The discussion picked up as I was pulling out of the monastery store, where I'd picked up a box of chocolates. Before starting to drive, I read my Twitter feed again, replied to the latest tweet and started off back home.

The discussion went on in the way back home, when I checked my Twitter feed while getting a cup of coffee (which I ended up doing a few times) and at one point I decided to pull over, download X.690 and set up the skeleton of a DER decoder. I stopped for about thirty minutes, wrote about 140 lines of code on my iPad and drove on home. Once I got home, I read what I'd written, made a few minor corrections and decided two things: firstly, that I was right and DER is not the problem, and secondly that the code I'd written earlier that day was worth keeping and spending a bit more time on. My "coup de tête" from earlier that day had become a project.

Design

The DERDecoder class is a syntactic scanner: it consumes input from an input iterator and decodes the Type-Length-Value tuples out finds, handing the decoded values to a derived class.

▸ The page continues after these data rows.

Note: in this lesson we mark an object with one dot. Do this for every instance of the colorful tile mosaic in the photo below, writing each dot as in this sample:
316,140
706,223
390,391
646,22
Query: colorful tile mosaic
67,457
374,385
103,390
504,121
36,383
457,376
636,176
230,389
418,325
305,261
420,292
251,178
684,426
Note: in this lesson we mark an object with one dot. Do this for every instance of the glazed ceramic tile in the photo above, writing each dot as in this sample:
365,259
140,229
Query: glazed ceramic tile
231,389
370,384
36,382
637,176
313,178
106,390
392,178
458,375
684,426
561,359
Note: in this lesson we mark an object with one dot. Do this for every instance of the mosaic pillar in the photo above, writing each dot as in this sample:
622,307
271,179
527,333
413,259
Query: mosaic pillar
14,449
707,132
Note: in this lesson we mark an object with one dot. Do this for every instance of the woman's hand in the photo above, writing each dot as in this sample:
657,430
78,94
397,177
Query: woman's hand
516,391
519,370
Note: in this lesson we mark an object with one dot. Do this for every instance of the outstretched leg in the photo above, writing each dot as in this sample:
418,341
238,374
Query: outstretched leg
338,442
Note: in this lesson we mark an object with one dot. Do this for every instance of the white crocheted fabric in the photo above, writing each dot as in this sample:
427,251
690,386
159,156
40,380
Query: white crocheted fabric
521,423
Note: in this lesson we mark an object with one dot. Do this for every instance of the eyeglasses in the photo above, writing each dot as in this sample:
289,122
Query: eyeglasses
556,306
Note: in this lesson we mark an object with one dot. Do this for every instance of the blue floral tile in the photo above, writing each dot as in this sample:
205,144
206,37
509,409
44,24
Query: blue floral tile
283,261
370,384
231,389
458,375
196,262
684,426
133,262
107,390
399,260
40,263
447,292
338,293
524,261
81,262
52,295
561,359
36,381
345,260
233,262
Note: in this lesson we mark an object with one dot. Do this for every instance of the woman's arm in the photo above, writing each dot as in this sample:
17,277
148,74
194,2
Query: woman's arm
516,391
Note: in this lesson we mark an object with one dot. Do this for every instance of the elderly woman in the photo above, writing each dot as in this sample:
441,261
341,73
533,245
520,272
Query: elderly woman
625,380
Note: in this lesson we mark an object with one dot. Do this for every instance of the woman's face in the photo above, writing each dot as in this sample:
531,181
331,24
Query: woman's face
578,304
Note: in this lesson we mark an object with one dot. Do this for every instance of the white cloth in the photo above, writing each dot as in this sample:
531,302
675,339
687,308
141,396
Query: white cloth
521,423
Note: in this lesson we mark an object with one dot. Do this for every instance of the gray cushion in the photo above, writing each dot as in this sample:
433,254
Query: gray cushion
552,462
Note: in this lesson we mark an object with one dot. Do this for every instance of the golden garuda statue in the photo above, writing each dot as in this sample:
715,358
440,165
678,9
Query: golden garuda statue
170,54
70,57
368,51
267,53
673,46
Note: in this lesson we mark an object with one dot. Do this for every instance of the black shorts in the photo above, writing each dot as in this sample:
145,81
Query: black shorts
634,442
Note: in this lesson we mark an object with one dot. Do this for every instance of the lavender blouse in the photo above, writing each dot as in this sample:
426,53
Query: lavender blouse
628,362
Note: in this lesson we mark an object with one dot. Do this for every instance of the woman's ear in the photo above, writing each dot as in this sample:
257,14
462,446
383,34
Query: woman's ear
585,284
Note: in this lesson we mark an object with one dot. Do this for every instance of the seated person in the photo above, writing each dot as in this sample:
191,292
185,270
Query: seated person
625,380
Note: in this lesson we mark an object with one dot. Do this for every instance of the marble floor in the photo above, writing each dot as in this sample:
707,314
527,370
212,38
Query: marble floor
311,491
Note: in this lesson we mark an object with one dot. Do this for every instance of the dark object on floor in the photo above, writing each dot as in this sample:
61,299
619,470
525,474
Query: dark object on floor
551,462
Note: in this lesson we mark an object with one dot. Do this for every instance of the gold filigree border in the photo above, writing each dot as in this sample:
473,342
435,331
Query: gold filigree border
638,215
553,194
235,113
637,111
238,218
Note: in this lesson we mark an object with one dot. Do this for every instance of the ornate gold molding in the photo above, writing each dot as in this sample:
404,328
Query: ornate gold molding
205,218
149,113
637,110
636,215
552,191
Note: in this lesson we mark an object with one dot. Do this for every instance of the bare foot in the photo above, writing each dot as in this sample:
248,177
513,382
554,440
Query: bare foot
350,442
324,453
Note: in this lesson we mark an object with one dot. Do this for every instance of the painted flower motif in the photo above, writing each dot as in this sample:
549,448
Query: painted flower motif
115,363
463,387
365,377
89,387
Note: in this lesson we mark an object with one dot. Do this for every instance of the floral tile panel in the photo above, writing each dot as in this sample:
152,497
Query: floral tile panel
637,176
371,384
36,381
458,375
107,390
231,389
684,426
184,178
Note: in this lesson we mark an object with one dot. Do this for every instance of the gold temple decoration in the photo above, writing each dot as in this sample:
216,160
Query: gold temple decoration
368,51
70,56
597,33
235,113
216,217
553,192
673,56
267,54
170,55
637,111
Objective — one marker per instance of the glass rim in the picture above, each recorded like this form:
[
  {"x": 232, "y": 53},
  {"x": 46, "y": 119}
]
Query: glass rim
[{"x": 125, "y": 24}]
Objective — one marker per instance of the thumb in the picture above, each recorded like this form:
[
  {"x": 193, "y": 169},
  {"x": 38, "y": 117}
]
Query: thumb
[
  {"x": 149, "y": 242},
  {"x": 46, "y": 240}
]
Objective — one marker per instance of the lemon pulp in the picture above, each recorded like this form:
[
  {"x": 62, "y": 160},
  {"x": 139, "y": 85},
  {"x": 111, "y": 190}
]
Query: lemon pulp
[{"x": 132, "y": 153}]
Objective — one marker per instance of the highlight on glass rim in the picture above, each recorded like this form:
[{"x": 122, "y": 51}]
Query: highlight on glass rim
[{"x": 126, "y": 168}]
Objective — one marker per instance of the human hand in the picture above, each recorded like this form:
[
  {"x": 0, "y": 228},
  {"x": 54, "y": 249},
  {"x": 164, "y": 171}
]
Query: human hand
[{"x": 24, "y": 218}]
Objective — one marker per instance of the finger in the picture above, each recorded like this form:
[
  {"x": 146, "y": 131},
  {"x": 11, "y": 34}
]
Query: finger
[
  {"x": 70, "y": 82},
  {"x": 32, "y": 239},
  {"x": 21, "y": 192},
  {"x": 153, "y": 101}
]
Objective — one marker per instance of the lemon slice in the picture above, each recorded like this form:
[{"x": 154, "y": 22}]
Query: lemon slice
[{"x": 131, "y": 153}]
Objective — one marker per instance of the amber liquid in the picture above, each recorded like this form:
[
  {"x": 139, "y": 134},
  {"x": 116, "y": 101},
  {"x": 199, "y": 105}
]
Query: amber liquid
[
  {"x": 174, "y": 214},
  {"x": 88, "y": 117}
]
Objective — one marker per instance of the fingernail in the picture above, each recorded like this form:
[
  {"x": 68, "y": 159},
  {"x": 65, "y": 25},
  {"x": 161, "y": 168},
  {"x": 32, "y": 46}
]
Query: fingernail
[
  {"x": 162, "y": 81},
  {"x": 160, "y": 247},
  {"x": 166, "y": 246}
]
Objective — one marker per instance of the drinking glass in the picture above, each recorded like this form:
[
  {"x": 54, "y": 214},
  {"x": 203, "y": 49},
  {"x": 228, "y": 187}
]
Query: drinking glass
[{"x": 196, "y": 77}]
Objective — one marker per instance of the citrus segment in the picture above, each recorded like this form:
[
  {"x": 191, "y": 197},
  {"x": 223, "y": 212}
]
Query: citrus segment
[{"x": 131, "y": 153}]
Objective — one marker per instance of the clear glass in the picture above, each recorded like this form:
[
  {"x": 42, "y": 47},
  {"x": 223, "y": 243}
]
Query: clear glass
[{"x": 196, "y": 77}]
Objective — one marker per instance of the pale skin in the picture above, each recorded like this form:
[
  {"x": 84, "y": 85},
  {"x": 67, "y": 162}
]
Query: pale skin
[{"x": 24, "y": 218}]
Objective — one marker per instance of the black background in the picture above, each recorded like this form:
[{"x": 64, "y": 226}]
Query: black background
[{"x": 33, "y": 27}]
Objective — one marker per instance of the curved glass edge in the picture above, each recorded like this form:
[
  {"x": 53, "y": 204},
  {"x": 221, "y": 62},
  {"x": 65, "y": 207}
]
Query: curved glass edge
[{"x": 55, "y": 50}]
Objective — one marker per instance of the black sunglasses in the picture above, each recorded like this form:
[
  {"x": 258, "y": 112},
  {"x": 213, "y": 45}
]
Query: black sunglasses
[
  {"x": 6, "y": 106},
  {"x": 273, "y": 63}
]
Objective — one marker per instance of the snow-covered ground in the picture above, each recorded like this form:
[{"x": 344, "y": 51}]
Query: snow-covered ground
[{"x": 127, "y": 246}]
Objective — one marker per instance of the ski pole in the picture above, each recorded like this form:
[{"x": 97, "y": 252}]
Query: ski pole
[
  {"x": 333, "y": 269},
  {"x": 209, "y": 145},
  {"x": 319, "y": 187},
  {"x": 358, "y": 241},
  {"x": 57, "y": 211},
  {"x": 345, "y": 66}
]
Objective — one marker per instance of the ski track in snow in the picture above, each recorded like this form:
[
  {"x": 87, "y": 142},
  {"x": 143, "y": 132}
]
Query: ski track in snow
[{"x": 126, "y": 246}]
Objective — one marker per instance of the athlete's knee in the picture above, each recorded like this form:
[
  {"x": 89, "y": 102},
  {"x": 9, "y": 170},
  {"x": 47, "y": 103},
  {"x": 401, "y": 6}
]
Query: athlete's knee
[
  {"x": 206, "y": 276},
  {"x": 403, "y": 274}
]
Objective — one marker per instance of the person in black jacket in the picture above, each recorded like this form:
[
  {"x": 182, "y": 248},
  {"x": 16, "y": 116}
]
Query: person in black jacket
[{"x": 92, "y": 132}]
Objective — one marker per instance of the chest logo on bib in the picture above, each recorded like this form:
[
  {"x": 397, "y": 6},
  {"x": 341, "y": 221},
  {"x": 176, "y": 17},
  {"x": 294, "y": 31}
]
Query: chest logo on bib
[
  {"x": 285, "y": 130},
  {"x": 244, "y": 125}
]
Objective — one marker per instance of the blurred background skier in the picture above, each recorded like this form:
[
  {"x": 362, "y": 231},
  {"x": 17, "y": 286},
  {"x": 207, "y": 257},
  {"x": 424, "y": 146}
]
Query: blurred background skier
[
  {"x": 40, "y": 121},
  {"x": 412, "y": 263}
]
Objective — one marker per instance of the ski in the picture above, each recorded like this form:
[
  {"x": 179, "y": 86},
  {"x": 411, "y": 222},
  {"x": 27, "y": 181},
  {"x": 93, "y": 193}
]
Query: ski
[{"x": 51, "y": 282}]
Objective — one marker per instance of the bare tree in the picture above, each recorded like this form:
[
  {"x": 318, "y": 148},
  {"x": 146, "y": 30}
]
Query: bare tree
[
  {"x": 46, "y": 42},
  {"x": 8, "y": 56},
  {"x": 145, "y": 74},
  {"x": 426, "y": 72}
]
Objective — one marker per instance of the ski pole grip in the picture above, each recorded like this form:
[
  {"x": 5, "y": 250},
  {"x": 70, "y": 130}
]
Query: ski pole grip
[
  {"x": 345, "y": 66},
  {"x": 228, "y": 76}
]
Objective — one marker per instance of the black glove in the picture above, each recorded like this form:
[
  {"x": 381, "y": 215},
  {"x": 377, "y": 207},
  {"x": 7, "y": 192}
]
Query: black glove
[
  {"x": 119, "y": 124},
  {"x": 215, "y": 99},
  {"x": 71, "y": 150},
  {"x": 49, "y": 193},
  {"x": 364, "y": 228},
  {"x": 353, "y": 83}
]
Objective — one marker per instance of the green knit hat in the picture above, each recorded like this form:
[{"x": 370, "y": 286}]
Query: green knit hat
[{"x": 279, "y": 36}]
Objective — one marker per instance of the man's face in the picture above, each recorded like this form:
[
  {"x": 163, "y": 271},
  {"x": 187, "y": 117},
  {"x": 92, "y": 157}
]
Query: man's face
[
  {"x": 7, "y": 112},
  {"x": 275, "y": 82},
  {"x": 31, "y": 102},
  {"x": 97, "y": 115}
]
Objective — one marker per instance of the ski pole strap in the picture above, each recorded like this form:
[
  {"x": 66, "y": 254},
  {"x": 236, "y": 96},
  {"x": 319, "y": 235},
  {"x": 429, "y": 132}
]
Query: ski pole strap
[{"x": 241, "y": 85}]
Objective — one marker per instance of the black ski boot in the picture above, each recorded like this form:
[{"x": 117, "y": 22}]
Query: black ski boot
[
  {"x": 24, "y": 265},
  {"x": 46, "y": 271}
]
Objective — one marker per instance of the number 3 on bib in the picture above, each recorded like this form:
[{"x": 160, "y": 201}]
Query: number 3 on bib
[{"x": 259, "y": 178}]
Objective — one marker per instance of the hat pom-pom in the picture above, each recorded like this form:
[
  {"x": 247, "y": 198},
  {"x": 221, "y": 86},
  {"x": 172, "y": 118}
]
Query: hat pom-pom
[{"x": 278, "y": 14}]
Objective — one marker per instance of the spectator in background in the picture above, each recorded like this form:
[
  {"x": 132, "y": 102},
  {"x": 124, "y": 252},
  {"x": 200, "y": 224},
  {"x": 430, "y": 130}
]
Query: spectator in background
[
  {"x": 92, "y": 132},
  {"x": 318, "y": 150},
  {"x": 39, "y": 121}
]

The iterators it expects are standard input iterators: single-pass, each position read exactly once. This is the weakest category of iterators one can read from and therefore allows the greatest flexibility to the calling code as to where to get the data from. When values read from the input need to be re-read, they are stored on an internal parse buffer, the size of which is dictated by the number of bits that the implementation should be able to read for an integer value. That value must be at least 64, and defaults to 2048. With that default, the parse buffer is 256 bytes in size, which makes the whole decoder about 280 bytes in terms of its state.

The decoder does not decode extended types, nor does it accept objects that take more than 64 bytes to encode their size, or objects of indeterminate size. DER mandates that all objects shall have determinate size, and extenders types are outside the scope of a general-purpose decoder, so both of these restrictions are easy to justify.

The decoder also checks for the internal consistency of the TLV encodings, when it can. For example, a type that must have N content octets by definition shall have N content octets - otherwise the decoder will throw an EncodingError exception. Things that are valid DER but not supported, like base-10 reals, result in a DecodingError exception.

As for exceptions: I usually design my code to be able to live without them, by adding a nothrow version of every function. I might still do that, but I wrote the start of this code on the side of the road, in a car, with half a muffin and a cup of coffee, so exceptions there are, and exceptions there will be. The code is exception-safe in that it provides the Strong guarantee: the parser will have reset to expecting a type encoding whenever it throws an exception.